Cada multinacional é, por
definição, uma confederação,
em que todas as filiais -inclusive a matriz- são concorrentes na atração dos investimentos da organização. Nessa posição, a filial é aliada dos respectivos países.
Por outro lado, especialmente no caso das multinacionais
de maior porte, seus presidentes atuam como representantes de seus próprios países no
país da filial que presidem.
Isso posto, vamos a dois tipos
de consideração. O primeiro
sobre o papel dos presidentes
das múltis no país. Embora a
opinião pública seja muito
mais sensível a retaliações a
turistas do que à defesa dos interesses nacionais em relação
às múltis, acabaram-se os
tempos em que CEOs se comportavam como potentados
em um país de botocudos.
Depois da grande batalha
dos genéricos, quando a indústria farmacêutica jogou pesado, a reação do então ministro
José Serra -mais pesada ainda- foi um divisor de águas.
Depois dela, 12 gerentes-gerais
de laboratórios multinacionais foram substituídos por
uma nova geração, mais moderna e crítica das táticas barras-pesadas do modelo anterior.
O caso Demel -presidente
da Volskwagen, demitido depois de uma série de desastres
políticos- também é emblemático.
Mas existe um segundo ponto, que é a aliança entre o Brasil e as filiais e múltis na atração de investimentos do grupo.
Hoje em dia, o Brasil desapareceu do mapa de investimentos das multinacionais, as filiais brasileiras estão esvaziadas, seus executivos, desvalorizados nas disputas internas, e
a razão maior é que o mercado
interno desapareceu -e não
deverá voltar tão cedo.
Daí a importância de uma
estratégia de governo que permita valorizar politicamente
as multinacionais instaladas
no país perante seus respectivos "boards". Cada compra
pública de bens de multinacionais deve ser montada de tal
maneira que pareça uma vitória política de seu executivo.

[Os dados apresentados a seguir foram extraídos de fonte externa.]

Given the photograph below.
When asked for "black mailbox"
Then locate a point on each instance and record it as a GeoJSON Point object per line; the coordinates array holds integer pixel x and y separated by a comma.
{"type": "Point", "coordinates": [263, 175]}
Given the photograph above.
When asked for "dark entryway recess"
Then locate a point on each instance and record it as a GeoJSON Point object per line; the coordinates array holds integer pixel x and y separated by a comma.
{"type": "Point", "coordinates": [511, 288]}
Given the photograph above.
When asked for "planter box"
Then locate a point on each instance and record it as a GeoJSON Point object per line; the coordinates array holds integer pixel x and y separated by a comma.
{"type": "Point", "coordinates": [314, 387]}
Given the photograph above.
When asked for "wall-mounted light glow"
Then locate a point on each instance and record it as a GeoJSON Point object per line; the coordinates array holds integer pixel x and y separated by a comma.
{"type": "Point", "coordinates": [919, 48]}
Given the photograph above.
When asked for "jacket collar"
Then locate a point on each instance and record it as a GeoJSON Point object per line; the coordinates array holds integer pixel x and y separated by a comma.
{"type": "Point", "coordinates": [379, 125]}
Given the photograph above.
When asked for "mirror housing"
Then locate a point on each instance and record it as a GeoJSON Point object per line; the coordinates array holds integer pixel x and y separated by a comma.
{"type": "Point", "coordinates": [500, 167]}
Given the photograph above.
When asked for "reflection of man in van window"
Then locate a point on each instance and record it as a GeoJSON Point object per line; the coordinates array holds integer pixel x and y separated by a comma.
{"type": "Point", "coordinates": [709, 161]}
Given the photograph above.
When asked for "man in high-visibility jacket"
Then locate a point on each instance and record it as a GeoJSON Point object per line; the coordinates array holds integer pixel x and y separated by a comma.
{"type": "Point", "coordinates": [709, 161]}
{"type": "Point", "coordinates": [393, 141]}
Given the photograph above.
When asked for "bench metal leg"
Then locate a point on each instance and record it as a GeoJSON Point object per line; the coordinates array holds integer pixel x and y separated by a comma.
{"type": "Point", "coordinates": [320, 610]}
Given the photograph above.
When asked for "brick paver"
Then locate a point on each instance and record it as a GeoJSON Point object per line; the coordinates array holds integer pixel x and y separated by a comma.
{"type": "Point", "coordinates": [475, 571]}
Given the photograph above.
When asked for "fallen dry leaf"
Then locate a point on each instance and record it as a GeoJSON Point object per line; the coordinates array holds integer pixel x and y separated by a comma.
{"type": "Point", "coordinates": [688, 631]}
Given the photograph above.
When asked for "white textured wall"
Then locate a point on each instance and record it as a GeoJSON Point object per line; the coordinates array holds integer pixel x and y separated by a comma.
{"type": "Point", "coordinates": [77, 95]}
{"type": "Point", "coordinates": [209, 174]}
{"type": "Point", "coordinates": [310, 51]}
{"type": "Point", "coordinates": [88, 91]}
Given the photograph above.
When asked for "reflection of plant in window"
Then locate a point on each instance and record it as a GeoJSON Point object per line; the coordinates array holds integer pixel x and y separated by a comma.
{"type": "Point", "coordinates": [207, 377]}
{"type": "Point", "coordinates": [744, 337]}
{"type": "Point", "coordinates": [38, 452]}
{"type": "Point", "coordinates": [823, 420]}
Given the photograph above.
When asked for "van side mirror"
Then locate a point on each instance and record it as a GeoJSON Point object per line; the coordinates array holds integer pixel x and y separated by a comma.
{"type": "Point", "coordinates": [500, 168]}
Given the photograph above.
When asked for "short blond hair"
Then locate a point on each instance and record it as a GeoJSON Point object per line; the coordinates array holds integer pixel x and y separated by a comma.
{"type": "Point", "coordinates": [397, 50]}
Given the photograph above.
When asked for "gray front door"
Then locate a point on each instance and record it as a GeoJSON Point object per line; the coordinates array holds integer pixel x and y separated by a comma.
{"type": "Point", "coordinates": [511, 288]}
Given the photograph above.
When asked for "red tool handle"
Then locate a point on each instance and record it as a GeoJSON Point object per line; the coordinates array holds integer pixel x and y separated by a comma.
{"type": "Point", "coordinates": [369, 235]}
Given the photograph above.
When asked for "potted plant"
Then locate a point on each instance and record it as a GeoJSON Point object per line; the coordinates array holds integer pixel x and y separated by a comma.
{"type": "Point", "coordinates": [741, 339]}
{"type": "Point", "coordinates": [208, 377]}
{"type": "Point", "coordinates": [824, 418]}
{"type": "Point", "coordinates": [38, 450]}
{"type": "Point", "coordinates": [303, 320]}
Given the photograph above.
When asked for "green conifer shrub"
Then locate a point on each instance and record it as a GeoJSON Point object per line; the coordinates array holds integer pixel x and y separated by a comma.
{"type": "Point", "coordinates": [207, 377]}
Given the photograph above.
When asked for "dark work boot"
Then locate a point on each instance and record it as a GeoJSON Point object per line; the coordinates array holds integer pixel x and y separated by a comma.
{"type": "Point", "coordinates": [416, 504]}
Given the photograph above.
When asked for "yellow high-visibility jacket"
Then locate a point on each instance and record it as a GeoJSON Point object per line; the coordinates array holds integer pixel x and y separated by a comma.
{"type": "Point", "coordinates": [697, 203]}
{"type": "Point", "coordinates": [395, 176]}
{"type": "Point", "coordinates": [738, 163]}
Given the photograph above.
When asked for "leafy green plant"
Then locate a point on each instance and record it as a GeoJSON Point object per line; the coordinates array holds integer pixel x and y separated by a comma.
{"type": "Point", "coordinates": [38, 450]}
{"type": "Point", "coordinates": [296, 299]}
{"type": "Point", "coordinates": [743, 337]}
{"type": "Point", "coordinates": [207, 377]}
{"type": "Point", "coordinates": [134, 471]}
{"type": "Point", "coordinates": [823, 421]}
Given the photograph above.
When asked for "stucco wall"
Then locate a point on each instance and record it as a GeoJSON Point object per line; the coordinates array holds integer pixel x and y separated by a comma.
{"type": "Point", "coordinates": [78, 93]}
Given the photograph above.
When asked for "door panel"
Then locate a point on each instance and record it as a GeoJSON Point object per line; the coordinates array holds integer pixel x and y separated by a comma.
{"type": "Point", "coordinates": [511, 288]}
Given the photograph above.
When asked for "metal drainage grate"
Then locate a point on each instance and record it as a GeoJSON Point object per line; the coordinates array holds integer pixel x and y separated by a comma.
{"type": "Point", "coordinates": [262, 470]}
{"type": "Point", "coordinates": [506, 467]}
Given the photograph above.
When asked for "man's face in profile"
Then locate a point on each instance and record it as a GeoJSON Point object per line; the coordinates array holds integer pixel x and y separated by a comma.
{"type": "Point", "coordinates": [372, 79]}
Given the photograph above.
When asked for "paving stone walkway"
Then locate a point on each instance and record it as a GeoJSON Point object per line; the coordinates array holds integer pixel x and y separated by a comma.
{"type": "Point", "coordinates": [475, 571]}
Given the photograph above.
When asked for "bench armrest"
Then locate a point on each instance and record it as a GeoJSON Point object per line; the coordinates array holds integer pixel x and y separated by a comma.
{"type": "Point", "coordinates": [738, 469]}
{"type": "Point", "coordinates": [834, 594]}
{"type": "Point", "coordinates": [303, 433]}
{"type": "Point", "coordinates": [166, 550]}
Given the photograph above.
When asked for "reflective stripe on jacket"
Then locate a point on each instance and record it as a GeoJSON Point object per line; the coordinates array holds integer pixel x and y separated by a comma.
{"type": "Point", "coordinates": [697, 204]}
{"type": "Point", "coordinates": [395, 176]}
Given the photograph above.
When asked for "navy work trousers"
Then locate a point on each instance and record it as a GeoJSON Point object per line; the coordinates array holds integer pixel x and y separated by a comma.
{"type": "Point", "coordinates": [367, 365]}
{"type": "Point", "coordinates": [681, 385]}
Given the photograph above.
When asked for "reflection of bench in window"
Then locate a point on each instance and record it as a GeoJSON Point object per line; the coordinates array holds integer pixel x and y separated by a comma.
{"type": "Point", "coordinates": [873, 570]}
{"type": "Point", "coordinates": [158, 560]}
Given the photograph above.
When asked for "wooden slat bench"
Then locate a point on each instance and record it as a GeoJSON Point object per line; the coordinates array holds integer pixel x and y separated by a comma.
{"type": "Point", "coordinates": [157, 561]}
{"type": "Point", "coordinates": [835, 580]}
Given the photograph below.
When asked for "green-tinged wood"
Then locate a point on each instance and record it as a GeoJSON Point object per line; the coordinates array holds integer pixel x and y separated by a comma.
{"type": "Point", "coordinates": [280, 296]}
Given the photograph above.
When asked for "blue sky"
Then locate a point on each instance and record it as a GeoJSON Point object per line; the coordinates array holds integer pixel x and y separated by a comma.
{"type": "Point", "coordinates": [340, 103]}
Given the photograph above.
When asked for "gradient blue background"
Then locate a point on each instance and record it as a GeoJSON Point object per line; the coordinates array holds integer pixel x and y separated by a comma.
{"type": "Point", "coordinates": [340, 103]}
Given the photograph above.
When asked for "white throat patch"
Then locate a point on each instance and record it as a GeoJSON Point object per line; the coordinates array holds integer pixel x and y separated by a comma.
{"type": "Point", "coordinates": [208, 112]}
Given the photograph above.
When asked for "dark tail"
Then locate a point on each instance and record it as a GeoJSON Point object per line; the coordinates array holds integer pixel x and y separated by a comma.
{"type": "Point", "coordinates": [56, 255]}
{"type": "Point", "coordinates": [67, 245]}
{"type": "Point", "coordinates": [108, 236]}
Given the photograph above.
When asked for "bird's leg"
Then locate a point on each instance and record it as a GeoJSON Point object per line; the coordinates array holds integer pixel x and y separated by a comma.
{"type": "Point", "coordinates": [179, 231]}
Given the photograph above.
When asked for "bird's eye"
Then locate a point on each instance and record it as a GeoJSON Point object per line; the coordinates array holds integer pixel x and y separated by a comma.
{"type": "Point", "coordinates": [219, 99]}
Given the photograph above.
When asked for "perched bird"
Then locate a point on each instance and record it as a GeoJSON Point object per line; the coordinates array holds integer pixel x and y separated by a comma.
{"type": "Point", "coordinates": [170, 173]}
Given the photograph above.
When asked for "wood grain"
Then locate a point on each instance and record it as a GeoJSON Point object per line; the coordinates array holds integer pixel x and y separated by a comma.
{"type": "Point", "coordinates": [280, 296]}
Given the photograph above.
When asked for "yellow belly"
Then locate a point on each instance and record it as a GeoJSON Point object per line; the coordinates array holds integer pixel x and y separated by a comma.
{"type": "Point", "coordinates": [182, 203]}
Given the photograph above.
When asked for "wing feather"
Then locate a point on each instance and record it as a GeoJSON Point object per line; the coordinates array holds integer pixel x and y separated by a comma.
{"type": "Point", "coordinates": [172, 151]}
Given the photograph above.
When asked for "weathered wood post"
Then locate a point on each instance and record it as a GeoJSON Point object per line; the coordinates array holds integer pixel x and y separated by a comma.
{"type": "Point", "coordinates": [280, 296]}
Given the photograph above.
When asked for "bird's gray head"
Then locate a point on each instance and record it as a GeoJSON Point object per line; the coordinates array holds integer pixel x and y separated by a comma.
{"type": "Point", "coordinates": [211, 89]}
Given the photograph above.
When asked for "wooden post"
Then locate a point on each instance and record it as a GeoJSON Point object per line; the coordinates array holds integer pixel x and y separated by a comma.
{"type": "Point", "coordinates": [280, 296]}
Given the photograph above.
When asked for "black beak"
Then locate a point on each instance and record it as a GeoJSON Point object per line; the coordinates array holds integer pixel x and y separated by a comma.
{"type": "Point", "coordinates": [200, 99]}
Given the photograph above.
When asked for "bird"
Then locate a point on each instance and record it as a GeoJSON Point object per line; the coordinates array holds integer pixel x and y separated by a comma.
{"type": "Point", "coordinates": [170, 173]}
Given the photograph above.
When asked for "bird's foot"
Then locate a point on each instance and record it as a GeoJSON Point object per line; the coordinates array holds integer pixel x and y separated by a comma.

Com isso, devem ser fixadas
contrapartidas de transferência de investimentos para o
país, acordada conjuntamente
com o executivo.
Dia desses, o presidente de
um laboratório internacional
contava que conseguiu reabrir
compras no Ministério da
Saúde. Foi uma operação comercial, de rotina.
Se houvesse no governo um
fórum de alto nível, incumbido de negociar contrapartidas
e articular alianças com as filiais de múltis, uma operação
comercial poderia ser transformada num lance de estratégia política, na disputas entre
filiais, poderia ter havido uma
combinação prévia, a compra
ser apresentada como uma vitória política do CEO, e ele poder levar até a matriz as exigências de contrapartida de
investimento, antecipadamente negociadas com o governo.
Nessa negociação prévia,
cúmplice, o CEO definiria os
limites das contrapartidas, para poder pedir o factível.
Em suma, o enorme poder de
compra do Estado tem que ser
trabalho de maneira mais inteligente, estendendo o conceito de "offset" da aviação a todas as compras públicas.